And there won't be any transparency because the people administering the
system have all the power and don't like being embarrassed. Meanwhile then
public schools and public broadcasts will bang the drum for that system on a
daily basis making sure most citizens feel dependent on it, no matter how bad
it really is.

And just to make it real, I personally know someone who was told to wait half
a year for an appointment. They personally knew a doctor who told them "you
can't wait that long, I am going to pull some strings". Turns out it was
cancer. This is in Germany, btw, and it's not an isolated case.

------
xaduha
Related [https://cardio-cloud.ru](https://cardio-cloud.ru)

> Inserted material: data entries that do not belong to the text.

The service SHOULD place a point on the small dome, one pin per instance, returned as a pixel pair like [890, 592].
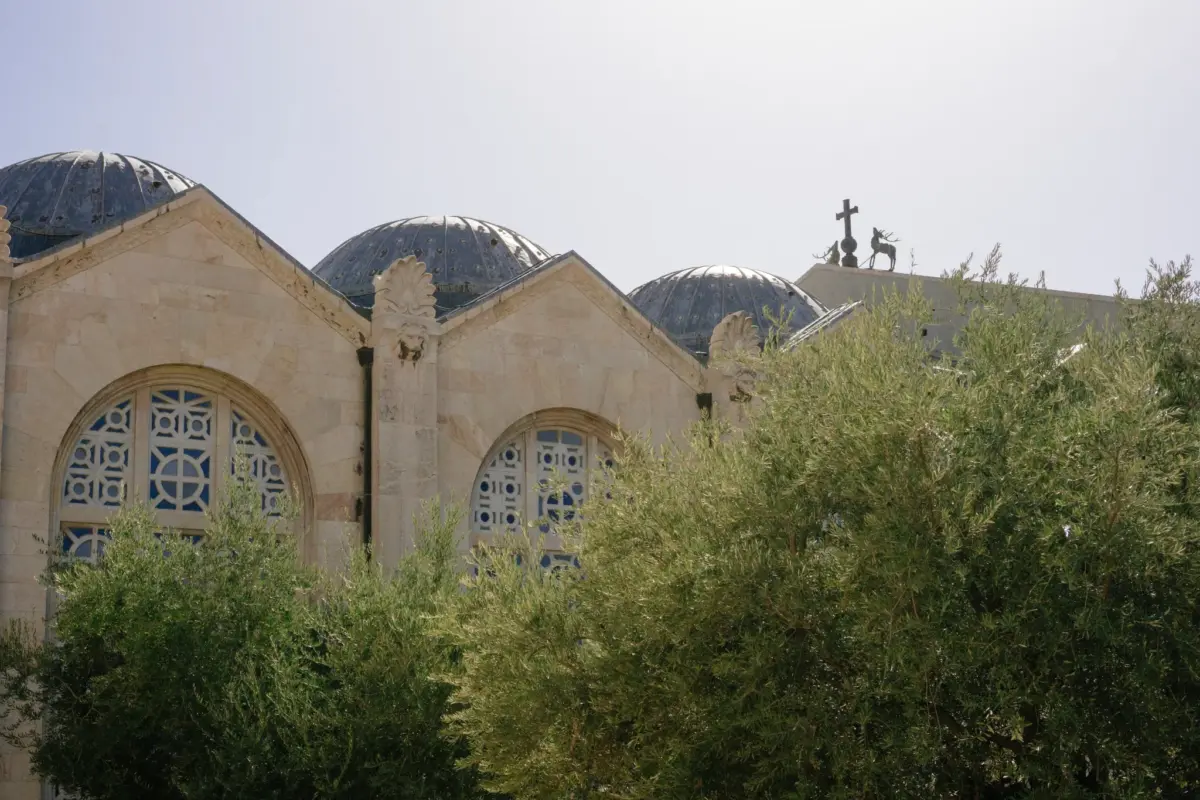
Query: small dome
[60, 196]
[689, 304]
[466, 257]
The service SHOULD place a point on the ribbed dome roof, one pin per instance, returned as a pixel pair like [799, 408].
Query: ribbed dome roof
[466, 258]
[690, 302]
[60, 196]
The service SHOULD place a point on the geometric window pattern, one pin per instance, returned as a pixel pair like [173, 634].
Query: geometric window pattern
[558, 464]
[180, 450]
[263, 464]
[161, 445]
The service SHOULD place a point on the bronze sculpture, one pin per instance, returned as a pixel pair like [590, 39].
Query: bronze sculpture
[882, 242]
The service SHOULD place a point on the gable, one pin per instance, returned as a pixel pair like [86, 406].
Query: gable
[552, 347]
[580, 290]
[195, 240]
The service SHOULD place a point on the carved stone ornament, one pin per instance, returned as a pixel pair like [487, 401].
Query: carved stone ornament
[4, 234]
[405, 308]
[735, 334]
[405, 288]
[735, 338]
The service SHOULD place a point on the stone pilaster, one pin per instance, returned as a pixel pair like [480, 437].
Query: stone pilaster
[5, 286]
[405, 336]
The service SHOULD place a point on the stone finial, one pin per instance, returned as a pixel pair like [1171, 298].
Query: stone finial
[736, 332]
[4, 234]
[405, 308]
[405, 288]
[733, 338]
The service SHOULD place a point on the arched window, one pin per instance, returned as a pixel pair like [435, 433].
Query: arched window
[169, 445]
[538, 475]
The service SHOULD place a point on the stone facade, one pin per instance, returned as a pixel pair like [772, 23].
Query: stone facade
[191, 295]
[367, 419]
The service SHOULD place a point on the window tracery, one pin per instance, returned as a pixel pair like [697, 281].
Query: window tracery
[173, 446]
[539, 476]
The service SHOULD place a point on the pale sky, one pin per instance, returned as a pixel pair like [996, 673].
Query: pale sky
[649, 136]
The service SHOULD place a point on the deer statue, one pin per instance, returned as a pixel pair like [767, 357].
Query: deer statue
[882, 242]
[832, 256]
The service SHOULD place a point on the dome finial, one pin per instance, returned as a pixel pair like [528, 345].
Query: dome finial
[405, 308]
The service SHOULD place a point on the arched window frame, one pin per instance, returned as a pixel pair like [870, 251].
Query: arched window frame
[527, 468]
[81, 528]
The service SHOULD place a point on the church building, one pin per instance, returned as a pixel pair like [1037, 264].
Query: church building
[149, 332]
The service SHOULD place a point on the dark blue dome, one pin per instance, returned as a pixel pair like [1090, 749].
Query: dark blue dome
[466, 258]
[689, 304]
[61, 196]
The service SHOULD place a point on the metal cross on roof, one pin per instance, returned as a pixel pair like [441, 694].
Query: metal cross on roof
[847, 245]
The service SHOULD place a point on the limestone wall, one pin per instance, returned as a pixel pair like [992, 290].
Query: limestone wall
[564, 343]
[183, 298]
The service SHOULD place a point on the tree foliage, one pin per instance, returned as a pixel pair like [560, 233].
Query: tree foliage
[901, 579]
[227, 669]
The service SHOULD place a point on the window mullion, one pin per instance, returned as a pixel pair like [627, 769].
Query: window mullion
[223, 447]
[141, 443]
[531, 480]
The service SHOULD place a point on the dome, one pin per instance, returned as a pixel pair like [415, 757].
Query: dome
[60, 196]
[466, 258]
[690, 302]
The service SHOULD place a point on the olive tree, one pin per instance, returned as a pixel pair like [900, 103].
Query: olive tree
[903, 578]
[225, 668]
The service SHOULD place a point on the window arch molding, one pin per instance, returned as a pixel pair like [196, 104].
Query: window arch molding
[227, 392]
[507, 493]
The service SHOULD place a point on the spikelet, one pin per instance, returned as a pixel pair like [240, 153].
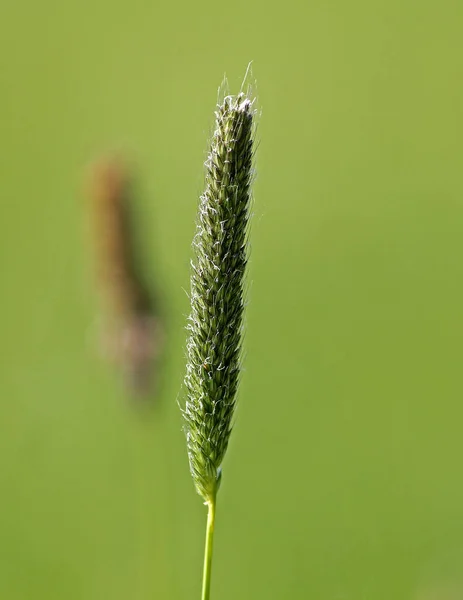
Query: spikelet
[217, 292]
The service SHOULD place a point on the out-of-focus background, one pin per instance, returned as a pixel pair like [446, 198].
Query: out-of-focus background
[343, 479]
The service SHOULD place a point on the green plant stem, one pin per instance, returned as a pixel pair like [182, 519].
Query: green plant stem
[208, 549]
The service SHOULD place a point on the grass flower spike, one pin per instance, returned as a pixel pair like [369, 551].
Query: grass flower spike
[217, 301]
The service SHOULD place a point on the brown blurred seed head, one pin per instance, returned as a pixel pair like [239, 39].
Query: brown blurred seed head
[135, 335]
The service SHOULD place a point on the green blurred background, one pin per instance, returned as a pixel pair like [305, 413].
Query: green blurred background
[343, 479]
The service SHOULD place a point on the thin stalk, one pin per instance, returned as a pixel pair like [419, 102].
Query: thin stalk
[208, 549]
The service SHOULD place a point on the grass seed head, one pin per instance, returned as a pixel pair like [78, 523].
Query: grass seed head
[217, 292]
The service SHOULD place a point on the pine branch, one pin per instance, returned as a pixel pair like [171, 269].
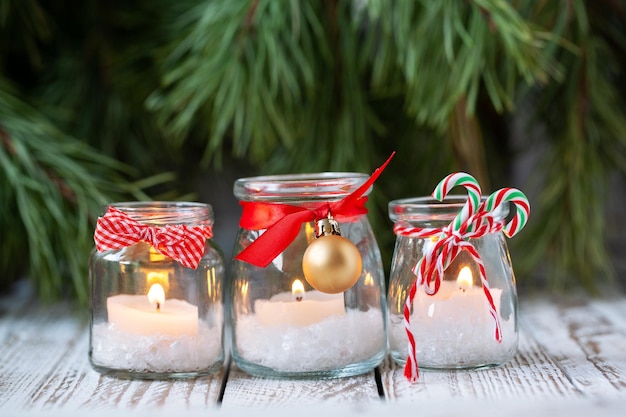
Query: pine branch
[586, 119]
[52, 188]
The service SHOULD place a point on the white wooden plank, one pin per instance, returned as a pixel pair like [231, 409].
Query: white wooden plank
[529, 375]
[457, 407]
[243, 390]
[31, 347]
[75, 385]
[44, 365]
[587, 338]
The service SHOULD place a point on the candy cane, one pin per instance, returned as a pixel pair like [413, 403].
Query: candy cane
[473, 195]
[522, 205]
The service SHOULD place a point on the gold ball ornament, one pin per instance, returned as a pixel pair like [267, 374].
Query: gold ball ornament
[332, 264]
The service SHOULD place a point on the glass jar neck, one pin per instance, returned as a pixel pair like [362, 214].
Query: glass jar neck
[161, 213]
[327, 186]
[422, 210]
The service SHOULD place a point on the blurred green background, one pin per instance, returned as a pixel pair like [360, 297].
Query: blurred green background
[104, 101]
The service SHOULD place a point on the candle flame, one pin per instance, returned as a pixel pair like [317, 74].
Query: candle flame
[465, 279]
[156, 295]
[160, 277]
[297, 289]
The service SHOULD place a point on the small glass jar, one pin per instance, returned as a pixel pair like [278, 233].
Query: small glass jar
[282, 331]
[453, 328]
[137, 333]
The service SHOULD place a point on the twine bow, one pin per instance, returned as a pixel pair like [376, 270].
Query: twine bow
[475, 220]
[282, 221]
[185, 244]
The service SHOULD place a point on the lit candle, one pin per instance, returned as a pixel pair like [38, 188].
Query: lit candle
[457, 301]
[151, 314]
[298, 307]
[453, 326]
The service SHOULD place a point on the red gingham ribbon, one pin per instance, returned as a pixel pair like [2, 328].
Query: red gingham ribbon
[185, 244]
[429, 270]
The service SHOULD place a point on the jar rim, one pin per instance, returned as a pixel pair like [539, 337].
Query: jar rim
[166, 212]
[318, 186]
[429, 208]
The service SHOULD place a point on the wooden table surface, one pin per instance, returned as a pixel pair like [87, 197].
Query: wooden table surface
[571, 361]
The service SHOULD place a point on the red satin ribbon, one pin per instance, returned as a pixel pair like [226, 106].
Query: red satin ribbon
[282, 221]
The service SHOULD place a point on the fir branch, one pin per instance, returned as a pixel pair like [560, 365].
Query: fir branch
[447, 50]
[586, 119]
[243, 66]
[52, 188]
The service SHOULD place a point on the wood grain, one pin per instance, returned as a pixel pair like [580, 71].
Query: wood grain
[530, 375]
[572, 355]
[586, 338]
[243, 390]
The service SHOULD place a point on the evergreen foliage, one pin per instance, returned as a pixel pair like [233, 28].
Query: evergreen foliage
[91, 88]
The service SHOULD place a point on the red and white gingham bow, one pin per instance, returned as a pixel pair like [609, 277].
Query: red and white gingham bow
[185, 244]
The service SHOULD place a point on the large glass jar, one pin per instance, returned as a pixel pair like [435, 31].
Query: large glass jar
[454, 328]
[152, 317]
[281, 325]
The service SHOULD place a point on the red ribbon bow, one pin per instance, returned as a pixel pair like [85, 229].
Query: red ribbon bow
[283, 221]
[185, 244]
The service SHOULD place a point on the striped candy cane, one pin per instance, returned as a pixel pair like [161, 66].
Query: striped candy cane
[522, 208]
[473, 195]
[473, 221]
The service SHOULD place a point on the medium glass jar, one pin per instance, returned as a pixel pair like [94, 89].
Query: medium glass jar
[281, 325]
[453, 328]
[152, 317]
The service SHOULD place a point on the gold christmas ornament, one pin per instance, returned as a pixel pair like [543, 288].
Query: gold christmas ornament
[331, 263]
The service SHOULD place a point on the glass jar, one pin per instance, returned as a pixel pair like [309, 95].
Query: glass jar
[453, 328]
[135, 332]
[280, 330]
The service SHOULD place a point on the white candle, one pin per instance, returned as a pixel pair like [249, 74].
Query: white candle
[454, 328]
[332, 343]
[298, 308]
[137, 314]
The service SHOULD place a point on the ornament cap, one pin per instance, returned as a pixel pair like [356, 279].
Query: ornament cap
[326, 227]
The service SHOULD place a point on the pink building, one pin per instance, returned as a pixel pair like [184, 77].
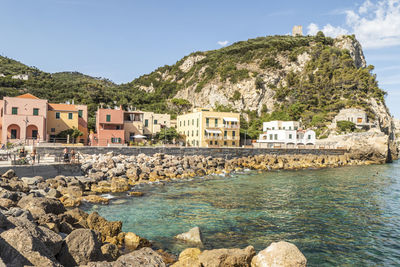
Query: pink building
[23, 118]
[109, 127]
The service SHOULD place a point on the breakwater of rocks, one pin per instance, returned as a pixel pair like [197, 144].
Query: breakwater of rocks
[37, 229]
[40, 224]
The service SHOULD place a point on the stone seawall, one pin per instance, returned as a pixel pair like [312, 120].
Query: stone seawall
[226, 153]
[45, 171]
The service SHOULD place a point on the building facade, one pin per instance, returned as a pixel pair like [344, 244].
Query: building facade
[355, 115]
[288, 133]
[23, 118]
[62, 117]
[207, 128]
[119, 127]
[28, 119]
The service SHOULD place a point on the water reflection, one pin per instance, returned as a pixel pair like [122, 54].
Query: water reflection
[343, 216]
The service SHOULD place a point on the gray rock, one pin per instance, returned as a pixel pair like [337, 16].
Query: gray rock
[280, 254]
[41, 205]
[80, 247]
[19, 248]
[9, 174]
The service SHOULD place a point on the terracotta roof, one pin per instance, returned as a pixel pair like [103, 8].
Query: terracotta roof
[62, 107]
[27, 96]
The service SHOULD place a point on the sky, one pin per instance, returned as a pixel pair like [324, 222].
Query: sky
[124, 39]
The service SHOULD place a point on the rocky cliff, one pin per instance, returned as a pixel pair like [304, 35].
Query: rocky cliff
[306, 78]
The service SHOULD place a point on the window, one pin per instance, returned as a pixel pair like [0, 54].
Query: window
[13, 134]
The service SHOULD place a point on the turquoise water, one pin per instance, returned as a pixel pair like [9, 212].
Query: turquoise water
[346, 216]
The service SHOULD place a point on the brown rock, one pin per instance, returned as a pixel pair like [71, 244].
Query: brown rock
[227, 257]
[133, 241]
[106, 228]
[280, 254]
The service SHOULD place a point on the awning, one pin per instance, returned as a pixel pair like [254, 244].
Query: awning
[213, 131]
[231, 119]
[139, 136]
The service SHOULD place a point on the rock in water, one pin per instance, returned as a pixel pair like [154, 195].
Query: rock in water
[193, 236]
[80, 247]
[227, 257]
[145, 257]
[280, 254]
[188, 258]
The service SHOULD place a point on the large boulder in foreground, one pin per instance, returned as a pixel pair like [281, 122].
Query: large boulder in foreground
[106, 228]
[39, 206]
[192, 236]
[142, 257]
[81, 246]
[227, 257]
[279, 254]
[18, 247]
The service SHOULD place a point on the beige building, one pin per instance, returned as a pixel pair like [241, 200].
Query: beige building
[207, 128]
[154, 122]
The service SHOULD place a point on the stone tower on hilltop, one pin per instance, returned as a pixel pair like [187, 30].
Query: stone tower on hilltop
[297, 30]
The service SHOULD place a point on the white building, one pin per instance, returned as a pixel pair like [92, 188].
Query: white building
[287, 133]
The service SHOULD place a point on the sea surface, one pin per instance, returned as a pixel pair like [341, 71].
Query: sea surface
[347, 216]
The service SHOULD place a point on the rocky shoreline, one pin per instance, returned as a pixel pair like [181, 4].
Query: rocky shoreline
[41, 225]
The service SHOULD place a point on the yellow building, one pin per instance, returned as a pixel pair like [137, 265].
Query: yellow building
[61, 117]
[207, 128]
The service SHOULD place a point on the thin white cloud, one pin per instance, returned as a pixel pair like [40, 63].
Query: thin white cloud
[222, 43]
[375, 24]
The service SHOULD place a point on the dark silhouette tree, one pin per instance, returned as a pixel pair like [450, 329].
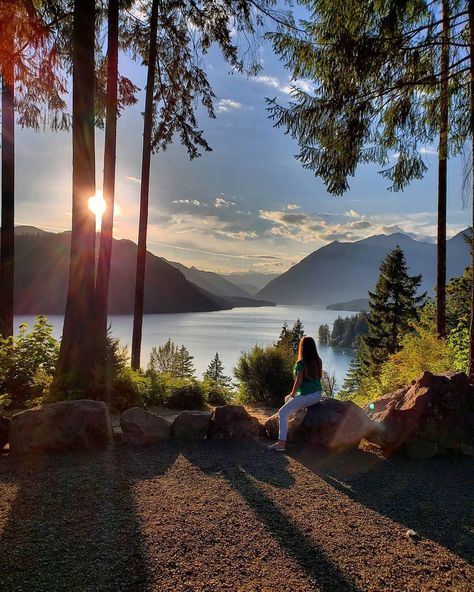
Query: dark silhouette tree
[144, 190]
[112, 102]
[386, 77]
[393, 307]
[171, 43]
[28, 59]
[76, 363]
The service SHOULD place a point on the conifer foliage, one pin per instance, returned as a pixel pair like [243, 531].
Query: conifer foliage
[393, 307]
[215, 373]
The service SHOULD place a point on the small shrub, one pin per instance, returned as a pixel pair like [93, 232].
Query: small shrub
[217, 395]
[130, 389]
[27, 364]
[185, 394]
[265, 375]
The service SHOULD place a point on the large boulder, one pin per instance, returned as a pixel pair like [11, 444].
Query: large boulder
[272, 426]
[191, 425]
[434, 415]
[140, 427]
[4, 431]
[333, 424]
[233, 421]
[61, 426]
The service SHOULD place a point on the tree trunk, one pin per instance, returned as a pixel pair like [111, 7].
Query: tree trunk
[442, 177]
[74, 369]
[144, 192]
[7, 244]
[105, 249]
[471, 120]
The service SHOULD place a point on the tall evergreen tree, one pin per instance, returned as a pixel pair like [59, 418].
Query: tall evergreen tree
[386, 76]
[163, 359]
[184, 367]
[31, 86]
[75, 365]
[101, 289]
[172, 43]
[215, 372]
[324, 336]
[393, 306]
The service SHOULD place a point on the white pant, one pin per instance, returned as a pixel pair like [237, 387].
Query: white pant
[292, 405]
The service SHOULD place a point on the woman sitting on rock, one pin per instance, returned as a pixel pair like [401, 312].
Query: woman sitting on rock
[306, 389]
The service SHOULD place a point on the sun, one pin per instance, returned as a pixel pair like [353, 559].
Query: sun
[97, 206]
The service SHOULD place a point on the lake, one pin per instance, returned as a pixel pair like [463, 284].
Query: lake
[228, 332]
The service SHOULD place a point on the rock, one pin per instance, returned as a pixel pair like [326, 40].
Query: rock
[333, 424]
[4, 431]
[61, 426]
[191, 425]
[140, 427]
[233, 421]
[432, 416]
[272, 427]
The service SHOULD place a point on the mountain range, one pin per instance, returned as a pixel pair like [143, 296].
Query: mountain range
[41, 275]
[337, 272]
[346, 271]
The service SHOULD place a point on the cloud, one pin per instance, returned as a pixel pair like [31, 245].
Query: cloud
[428, 150]
[190, 202]
[353, 214]
[285, 87]
[273, 82]
[225, 105]
[304, 227]
[363, 224]
[239, 235]
[220, 202]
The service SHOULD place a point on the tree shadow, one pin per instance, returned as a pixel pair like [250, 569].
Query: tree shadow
[434, 497]
[251, 464]
[72, 522]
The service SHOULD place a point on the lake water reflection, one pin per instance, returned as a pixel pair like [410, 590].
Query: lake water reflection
[227, 331]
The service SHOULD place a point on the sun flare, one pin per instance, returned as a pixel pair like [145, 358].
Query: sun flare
[97, 206]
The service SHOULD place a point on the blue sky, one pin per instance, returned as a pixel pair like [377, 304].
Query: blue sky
[248, 205]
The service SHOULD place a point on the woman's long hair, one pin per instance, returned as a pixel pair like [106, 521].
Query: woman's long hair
[308, 354]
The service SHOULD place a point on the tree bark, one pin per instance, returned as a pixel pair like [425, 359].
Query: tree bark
[74, 370]
[144, 193]
[471, 120]
[7, 243]
[442, 177]
[110, 147]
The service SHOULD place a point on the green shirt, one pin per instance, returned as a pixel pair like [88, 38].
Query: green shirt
[309, 385]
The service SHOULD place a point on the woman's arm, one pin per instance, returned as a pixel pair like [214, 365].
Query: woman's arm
[297, 383]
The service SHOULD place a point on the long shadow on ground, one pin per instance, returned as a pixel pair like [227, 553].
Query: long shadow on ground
[72, 523]
[251, 465]
[434, 497]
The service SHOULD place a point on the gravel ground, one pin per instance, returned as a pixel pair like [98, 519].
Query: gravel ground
[214, 516]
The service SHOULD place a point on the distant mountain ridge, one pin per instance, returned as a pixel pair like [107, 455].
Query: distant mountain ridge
[42, 268]
[211, 281]
[41, 275]
[346, 271]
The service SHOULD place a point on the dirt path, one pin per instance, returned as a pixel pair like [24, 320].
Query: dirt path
[213, 516]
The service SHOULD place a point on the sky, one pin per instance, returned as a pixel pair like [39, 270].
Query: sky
[246, 206]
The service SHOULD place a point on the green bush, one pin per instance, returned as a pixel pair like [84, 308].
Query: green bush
[265, 375]
[130, 389]
[217, 395]
[27, 364]
[184, 394]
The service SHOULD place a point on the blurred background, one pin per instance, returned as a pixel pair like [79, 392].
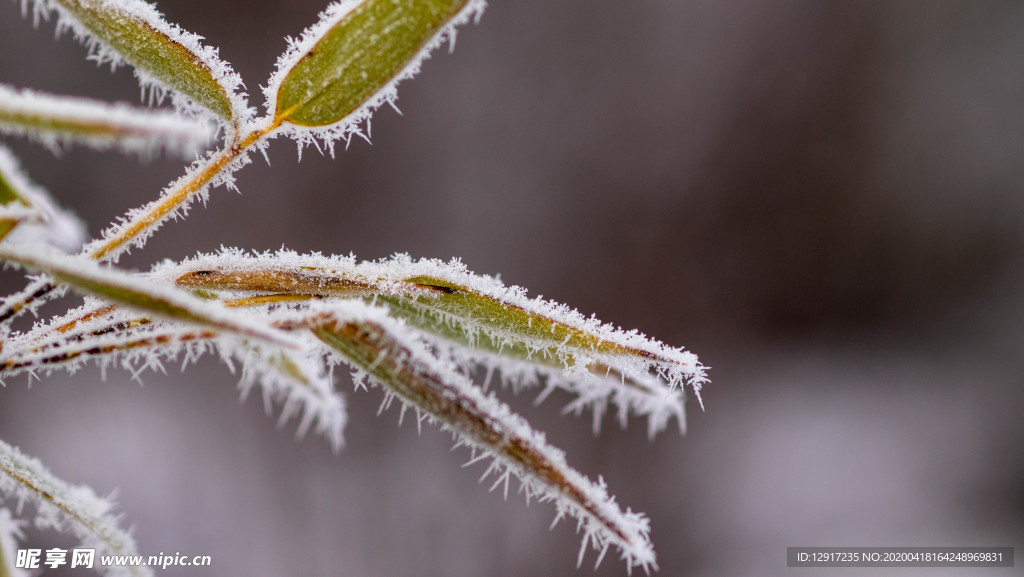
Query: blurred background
[820, 199]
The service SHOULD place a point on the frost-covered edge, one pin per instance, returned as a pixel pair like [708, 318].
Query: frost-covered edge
[64, 506]
[58, 227]
[349, 126]
[203, 313]
[677, 366]
[99, 51]
[131, 129]
[633, 525]
[43, 351]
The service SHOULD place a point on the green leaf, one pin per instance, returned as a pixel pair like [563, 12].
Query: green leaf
[8, 197]
[408, 371]
[148, 44]
[358, 56]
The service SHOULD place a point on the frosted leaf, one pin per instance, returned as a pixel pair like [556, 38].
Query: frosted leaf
[390, 355]
[67, 507]
[10, 534]
[165, 57]
[350, 62]
[476, 320]
[45, 220]
[138, 293]
[113, 337]
[54, 120]
[216, 169]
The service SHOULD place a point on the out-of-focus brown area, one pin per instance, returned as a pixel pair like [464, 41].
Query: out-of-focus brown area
[821, 199]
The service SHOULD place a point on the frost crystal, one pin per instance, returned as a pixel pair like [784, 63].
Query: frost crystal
[126, 31]
[64, 506]
[50, 223]
[54, 120]
[350, 125]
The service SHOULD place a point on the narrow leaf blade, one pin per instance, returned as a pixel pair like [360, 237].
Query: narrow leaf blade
[350, 62]
[61, 505]
[164, 55]
[43, 220]
[53, 120]
[381, 347]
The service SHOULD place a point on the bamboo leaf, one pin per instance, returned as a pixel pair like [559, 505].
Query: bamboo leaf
[382, 348]
[475, 320]
[163, 54]
[58, 119]
[111, 336]
[23, 201]
[352, 58]
[131, 291]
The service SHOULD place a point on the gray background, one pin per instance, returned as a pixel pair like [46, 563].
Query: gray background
[820, 199]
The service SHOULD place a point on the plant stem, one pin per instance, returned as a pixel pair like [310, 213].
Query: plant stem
[158, 211]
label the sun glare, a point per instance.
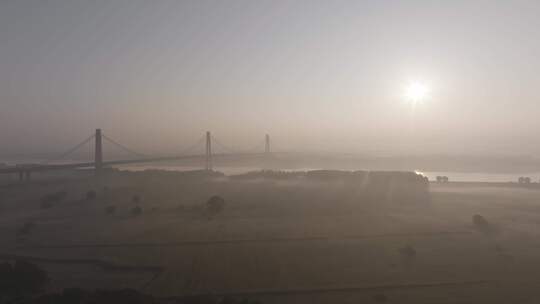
(416, 92)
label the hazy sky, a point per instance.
(315, 75)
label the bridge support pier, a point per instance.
(267, 144)
(208, 163)
(98, 154)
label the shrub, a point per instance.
(482, 225)
(21, 278)
(110, 209)
(137, 210)
(215, 205)
(26, 228)
(91, 195)
(380, 298)
(48, 200)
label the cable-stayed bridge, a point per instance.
(24, 171)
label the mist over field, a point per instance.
(269, 151)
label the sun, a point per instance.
(416, 92)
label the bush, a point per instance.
(380, 298)
(481, 224)
(110, 209)
(91, 195)
(215, 205)
(21, 278)
(48, 200)
(137, 210)
(26, 228)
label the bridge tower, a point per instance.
(267, 144)
(208, 164)
(98, 154)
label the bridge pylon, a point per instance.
(208, 160)
(267, 144)
(98, 154)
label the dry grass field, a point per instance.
(280, 241)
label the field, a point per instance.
(279, 241)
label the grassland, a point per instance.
(281, 241)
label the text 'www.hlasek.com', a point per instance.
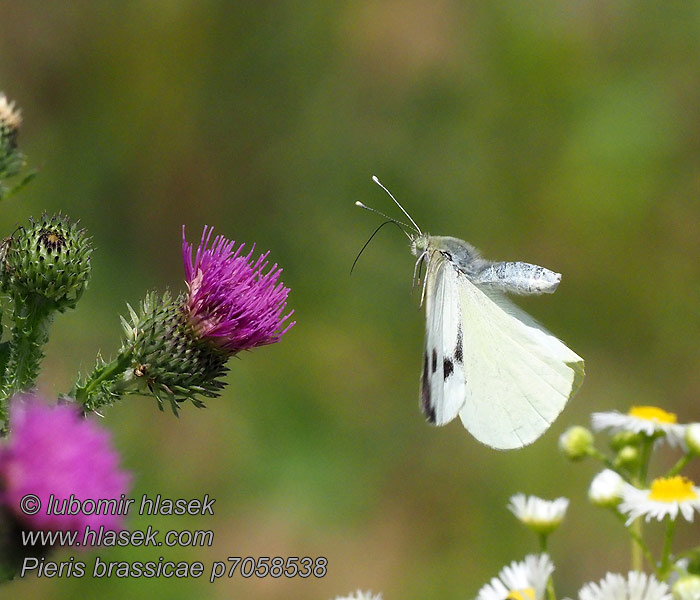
(232, 566)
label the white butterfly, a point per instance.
(485, 359)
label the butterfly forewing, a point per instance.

Dongle+app supports Android and iOS.

No prices on En page though, but the official price for the Russian market is
3500 RUB ~ $54

------
tuxguy
Some insightful analysis here :
[https://threadreaderapp.com/thread/1106956668439617537.html](https://threadreaderapp.com/thread/1106956668439617537.html)

------
zzzeek
this is kind of a trivial question but is the apple watch HR monitor known to
be better than that of FitBit? I got a Charge 3 for Christmas and I barely
even wear it anymore, as it would say things like "95 bpm" when I'm working
out and I'm clearly at around 135 bpm. you can say things like "oh wear it
higher / lower / tighter" whatever but if it's that prone to being 40 bpm off
the mark, what use is it.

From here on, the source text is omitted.